If you're looking into becoming a firefighter, you may be glad to learn that this profession generally does not require a college degree, according to the U.S. Bureau of Labor Statistics. Instead, you'll likely need a certificate of some sort for an entry-level firefighter job, which you may be able to earn after you start work. As you might expect, this job has lots of long-term, on-the-job training. The field of firefighting is expected to grow by about 7 percent between now and 2026, which is as fast as average when compared with other industries across the country. This translates to an additional 23,500 firefighting jobs in the coming years.
Determining a Firefighter's Salary
On average, firefighters across the country make approximately $51,930 per year, according to the most recent statistics available from the U.S. Bureau of Labor Statistics. This translates to $24.97 per hour, on average. Of course, since these are national averages that take into account high and low salaries from across the country, some firefighters may be making a lot more or a lot less than the average. If you're considering applying to be a firefighter at your local municipality, you may be able to find the average salary information online, through a public records request or through the local union.
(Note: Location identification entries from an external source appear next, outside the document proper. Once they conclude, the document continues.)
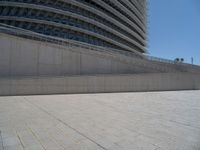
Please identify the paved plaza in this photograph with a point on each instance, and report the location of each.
(113, 121)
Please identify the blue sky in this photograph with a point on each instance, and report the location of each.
(174, 29)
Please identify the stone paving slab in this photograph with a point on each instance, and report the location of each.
(115, 121)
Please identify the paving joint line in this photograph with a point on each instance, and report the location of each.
(45, 111)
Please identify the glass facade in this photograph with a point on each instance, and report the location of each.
(117, 24)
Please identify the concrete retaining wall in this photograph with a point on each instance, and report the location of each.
(24, 57)
(99, 83)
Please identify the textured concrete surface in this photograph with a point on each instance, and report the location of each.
(117, 121)
(99, 84)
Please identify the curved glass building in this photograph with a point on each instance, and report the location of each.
(116, 24)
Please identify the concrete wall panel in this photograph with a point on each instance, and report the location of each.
(99, 83)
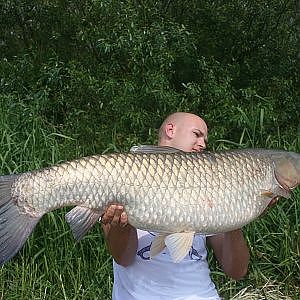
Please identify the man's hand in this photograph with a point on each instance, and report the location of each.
(115, 215)
(121, 237)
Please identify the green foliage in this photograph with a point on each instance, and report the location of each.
(84, 77)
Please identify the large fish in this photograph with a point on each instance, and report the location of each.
(162, 189)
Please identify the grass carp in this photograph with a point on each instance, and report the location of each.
(162, 189)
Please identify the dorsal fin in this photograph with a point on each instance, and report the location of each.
(153, 149)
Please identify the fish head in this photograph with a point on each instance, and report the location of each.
(287, 169)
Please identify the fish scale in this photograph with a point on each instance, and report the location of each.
(162, 189)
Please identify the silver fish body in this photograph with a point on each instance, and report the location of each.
(169, 193)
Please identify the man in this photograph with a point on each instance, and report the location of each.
(138, 277)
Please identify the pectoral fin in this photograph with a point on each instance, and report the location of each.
(158, 245)
(179, 244)
(81, 220)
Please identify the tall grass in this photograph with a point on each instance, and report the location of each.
(52, 266)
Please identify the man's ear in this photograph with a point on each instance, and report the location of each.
(170, 130)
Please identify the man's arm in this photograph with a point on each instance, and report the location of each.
(231, 251)
(121, 238)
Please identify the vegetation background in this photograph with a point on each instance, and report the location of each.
(95, 76)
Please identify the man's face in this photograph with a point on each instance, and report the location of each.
(190, 134)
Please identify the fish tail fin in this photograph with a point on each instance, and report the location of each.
(15, 225)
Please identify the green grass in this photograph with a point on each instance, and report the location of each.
(52, 265)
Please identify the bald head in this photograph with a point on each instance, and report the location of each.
(184, 131)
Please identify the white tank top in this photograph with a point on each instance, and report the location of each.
(162, 279)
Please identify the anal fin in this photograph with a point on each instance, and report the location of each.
(81, 220)
(179, 244)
As you might expect, states with the highest population numbers also have a high numbers of firefighters. Other factors, such as a state's propensity for wildfires, may come into play as well. For example, California has the highest number of firefighters in the country by far, with 31,150 positions. California firefighters also earn an average of $73,860 per year, which makes it the second-highest paying state in the country for firefighters. The state where firefighters get paid the most, on average, is New Jersey, with an annual salary rate of $75,880. Other top-paying states include New York, with an average salary of $70,560 per year; Washington, with an average salary of $70,300 per year; and Nevada, with an average salary of $66,670 per year.